OOP: legal cast?

Alberto =?iso-8859-1?Q?Gim=E9nez?= · May 4, 2005

Hi, I've seen some object oriented programming bits out there and i'm
not sure if they're legal. For example:

struct Object {
int field1;
int field2;
};

struct SubObject {
int field1; /* the same as Object */
int field2; /* the same as Object */

int subobject_field1;
int subobject_field2;
};

And a cast is used to reference the "superclass" of SubObject:

struct SubObject *subobject;

struct Object *parent = (Object *) subobject; /* legal cast? */

And then use parent->field1, etc. Is that cast legal? invokes UB or
something worse?

I've also seen some other code, whichi IMHO is more correct and elegant,
which is kind a real framework for OOP in ANSI C:

struct Class {
size_t size;
int (*ctor) (... etc)
};

struct String {
struct Class *class;
char *text;
};

And so on. Of course, is uses clever new() and so functions.
I've seen it in a pdf book, but I can't tell you the title (the pdf has
not titlepage itself).

Thanks and greetings.

Eric Sosman · May 4, 2005

Alberto said:
Hi, I've seen some object oriented programming bits out there and i'm
not sure if they're legal. For example:

struct Object {
int field1;
int field2;
};

struct SubObject {
int field1; /* the same as Object */
int field2; /* the same as Object */

int subobject_field1;
int subobject_field2;
};

And a cast is used to reference the "superclass" of SubObject:

struct SubObject *subobject;

struct Object *parent = (Object *) subobject; /* legal cast? */

And then use parent->field1, etc. Is that cast legal? invokes UB or
something worse?

The pointer conversion is "legal" in the sense that the
result could be re-converted to a `struct SubObject*' and
work correctly. The conversion itself causes no trouble.
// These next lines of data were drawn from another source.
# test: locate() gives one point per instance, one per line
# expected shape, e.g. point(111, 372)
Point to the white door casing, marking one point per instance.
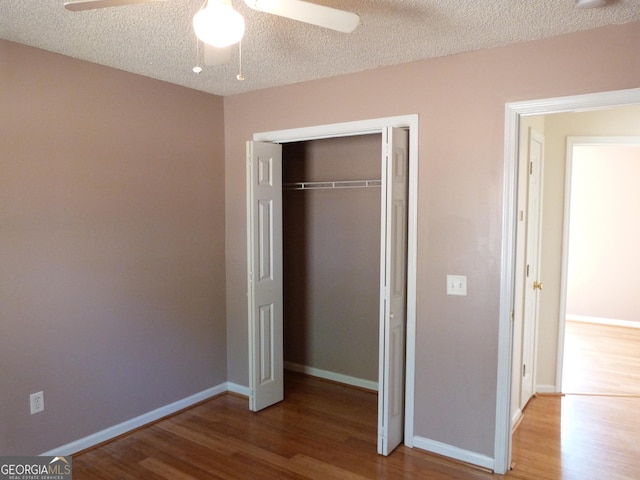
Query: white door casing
point(393, 288)
point(513, 112)
point(532, 282)
point(361, 127)
point(265, 274)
However, I think it's "illegal" to use the converted
pointer to access the fields of a `struct Object' "overlaid"
at the beginning of the `struct SubObject'. It will work
just fine on every compiler I personally have encountered,
but as far as I can see the Standard doesn't describe what
the behavior will be -- which makes the behavior "undefined."
(The guarantees of 6.5.2.3/5 apply only to union instances
that contain structs, not to free-standing struct objects.)
The technique is like driving faster than the speed limit:
technically illegal, but Everybody Does It.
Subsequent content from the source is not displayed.